Prepare Your People for Growth

Posted by: Debbie Self on Thursday, July 9, 2020

Guest Blog Post by Debbie Self, Senior Director of Sales for Walmart - Riviana Foods (originally posted to

When having career discussions about next steps, how many of you were told, “you need to read this book”, or “take a seminar or course?” Books such as “What Got You Here Won’t Get You There,” “The Five Dysfunctions of a Team,” and “Good to Great,” as well as courses like “Dale Carnegie,” are all very useful. However, do you think that is the best way to prepare a person to grow or to be your successor? How much skill can one learn from a book or a course?

I’ve spent many years in the CPG industry with multiple companies and multiple bosses. I, too, had those same discussions. I read books, attended seminars and took multiple leadership courses, and even went back to school to get my MBA. But those weren’t what helped me the most. The most valuable resource to me was one of my managers. He treated me differently than the previous ones and helped me grow and understand what I needed, and what I’d be facing, to get to the next level. He was honest with me, sometimes too honest, but he didn’t sugar coat anything. For that I thank him. Was it hard to hear? Yes, but in the long-run, way more valuable than any book or course.

As I said, he wasn’t like most managers. Most managers give you an annual evaluation, tell you what you did great and soft sell your areas for opportunity. But the best feedback isn’t during the review. It’s daily feedback. Share the “why” you are providing feedback. Give an example and how to improve so your employee can apply it to the next scenario. Feedback is given because the manager is trying to help the individual. It should be beneficial to the employee and said in a way that minimizes someone getting defensive.

All of this sounds right but what many managers do is focus on your current role. They don’t give specific examples of what you could improve upon for your next role, where you’ve met or exceeded expectations, or where you need to improve upon next year. They want to be nice; they don’t want to hurt your feelings, so they focus on the positives. Often times, managers don’t prepare for giving feedback. This could cause the feedback to not sound genuine or to sound forced without providing the employee a good foundation for what the real problem/situation is and without specifics on how to improve.

If you want to be in a leadership role you need to be able to hear the bad with the good. What it will take for you to get to the next level. What it will take for you to be sitting in your manager’s chair. High performers want to hear feedback but it can still sting. How you give that feedback is extremely important. You need to understand your employees’ and how they respond best to feedback. Don’t be afraid to give it. The point of feedback is so your employees can get better at what they’re doing and what will prepare them for their next role.

Consider the following when soliciting and giving feedback:

-Ask your employees what they have to contribute to the team.
-Ask your employees what they want to do and what are their aspirations?
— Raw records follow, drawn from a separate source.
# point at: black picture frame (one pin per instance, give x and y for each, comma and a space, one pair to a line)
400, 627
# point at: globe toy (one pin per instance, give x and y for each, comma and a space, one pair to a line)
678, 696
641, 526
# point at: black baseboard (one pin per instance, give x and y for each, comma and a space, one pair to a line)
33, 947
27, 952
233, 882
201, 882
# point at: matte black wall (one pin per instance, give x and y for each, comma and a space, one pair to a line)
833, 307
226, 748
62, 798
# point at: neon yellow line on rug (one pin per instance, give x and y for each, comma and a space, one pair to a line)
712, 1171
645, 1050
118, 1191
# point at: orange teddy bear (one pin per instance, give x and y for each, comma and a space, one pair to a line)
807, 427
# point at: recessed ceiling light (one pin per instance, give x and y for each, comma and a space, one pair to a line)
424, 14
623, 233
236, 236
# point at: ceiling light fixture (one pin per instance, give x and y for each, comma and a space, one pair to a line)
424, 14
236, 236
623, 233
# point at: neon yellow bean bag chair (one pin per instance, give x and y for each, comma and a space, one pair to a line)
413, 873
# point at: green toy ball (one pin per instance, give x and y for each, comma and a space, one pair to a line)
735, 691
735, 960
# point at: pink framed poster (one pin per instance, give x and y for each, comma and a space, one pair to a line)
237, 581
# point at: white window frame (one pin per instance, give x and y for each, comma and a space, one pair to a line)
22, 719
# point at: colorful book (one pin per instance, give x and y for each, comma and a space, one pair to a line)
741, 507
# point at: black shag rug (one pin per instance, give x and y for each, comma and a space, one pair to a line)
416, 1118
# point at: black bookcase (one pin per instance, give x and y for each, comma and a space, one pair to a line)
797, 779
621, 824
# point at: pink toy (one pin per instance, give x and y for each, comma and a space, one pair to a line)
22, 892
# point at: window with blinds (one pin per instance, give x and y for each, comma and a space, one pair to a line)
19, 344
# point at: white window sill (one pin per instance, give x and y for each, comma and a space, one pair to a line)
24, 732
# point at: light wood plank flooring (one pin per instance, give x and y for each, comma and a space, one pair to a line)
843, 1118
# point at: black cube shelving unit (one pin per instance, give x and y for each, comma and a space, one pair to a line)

Prepare the employees individually based on what they want to do because the feedback will be unique.
-Build trust so the employee knows your feedback comes from a good place. If you do not have trust, the feedback will not be well received (or not received at all).
-Provide continual feedback and coaching throughout the year so there are no surprises when you sit down together to do their annual review.
-Be honest with them. Tell them what they need to work on to get to where they want to go.
-Encourage your team to provide you feedback. Take it how you would wish that person to take it, so you can be a role model.

Recently, I attended a leadership seminar and heard a great speaker who said something about feedback that really resonated with me. She said, “Don’t just be nice, nice is shallow. Be honest, but be kind.”